Patient Engagement Key To Future Of Healthcare

Like most, my biggest point of contention with the AHA’s Stage 2 comments revolve around its stated position in regards to patient access to online health information. In its proposed Stage 2 rules, CMS provides incentives for hospitals that provide patients with the ability to view online, download, and transmit information about hospital admission. CMS would also require the information to be available within 36 hours of discharge and that 10% of all discharged patients view, download, or transmit their information to a third party during the reporting period for Meaningful Use. The AHA argues that this objective is counter to HIPAA privacy and security rules and recommends the objective be removed for two reasons: 1) CMS does not have regulatory authority over patient’ access to their health records; and 2) the objective is not feasible as specified.

The AHA has been widely criticized (and rightly so) for its stance against patient engagement. Many argue that the AHA’s position on this matter is based on cost avoidance and resistance to change rather than patient interests. However, I believe there’s more to it than that. Could it be that many hospitals view patient engagement as a threat to their business? Think about it. Currently, hospitals and physicians pretty much own and control patient data. Once patients are provided with open access to that information, it becomes much easier for a patient to take that data and shop around for alternate opinions, different treatment options, more competitive rates, higher-rated medical facilities, etc.

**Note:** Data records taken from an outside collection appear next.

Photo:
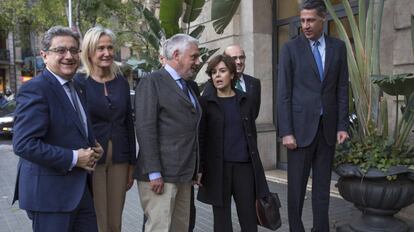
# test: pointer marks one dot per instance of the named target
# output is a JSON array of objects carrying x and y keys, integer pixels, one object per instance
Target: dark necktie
[
  {"x": 318, "y": 58},
  {"x": 185, "y": 88},
  {"x": 76, "y": 104},
  {"x": 238, "y": 85}
]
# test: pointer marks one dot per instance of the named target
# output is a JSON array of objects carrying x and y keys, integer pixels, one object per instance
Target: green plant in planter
[{"x": 371, "y": 147}]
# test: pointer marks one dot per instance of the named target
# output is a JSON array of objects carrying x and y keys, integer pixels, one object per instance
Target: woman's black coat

Furthermore, to put it bluntly, a more informed patient can sometimes be a pain in the neck for a physician or hospital. Just ask my wife’s OBGYN. When my wife was pregnant with our first child, she took to the Internet to gather as much information as she could on her pregnancy. She collected a ton of great data, but also got some misinformation. All this data filled her head with questions and led her to believe that some of the details of her pregnancy were symptomatic of problems. Many of our OBGYN appointments went a lot longer than expected because the physician needed to address many of my wife’s questions (some warranted and some unwarranted) about her health and the health of our child.

In an industry where revenue is largely based on the number of patients that can be evaluated or treated in a given day, I can see how a large number of these extended patient interactions could slow down the healthcare machine. However, a higher-level of physician/patient engagement is just what the industry needs. A patient empowered with his or her own health data is going to take a more active interest in their health. They will follow their treatment schedules more rigorously and take preventative measures to improve their overall wellness. These two outcomes should lead to fewer doctor’s visits and hospital stays which should help lower healthcare costs overall. While the AHA may not find it appealing from a business perspective, patient engagement is a crucial component to fixing our healthcare system.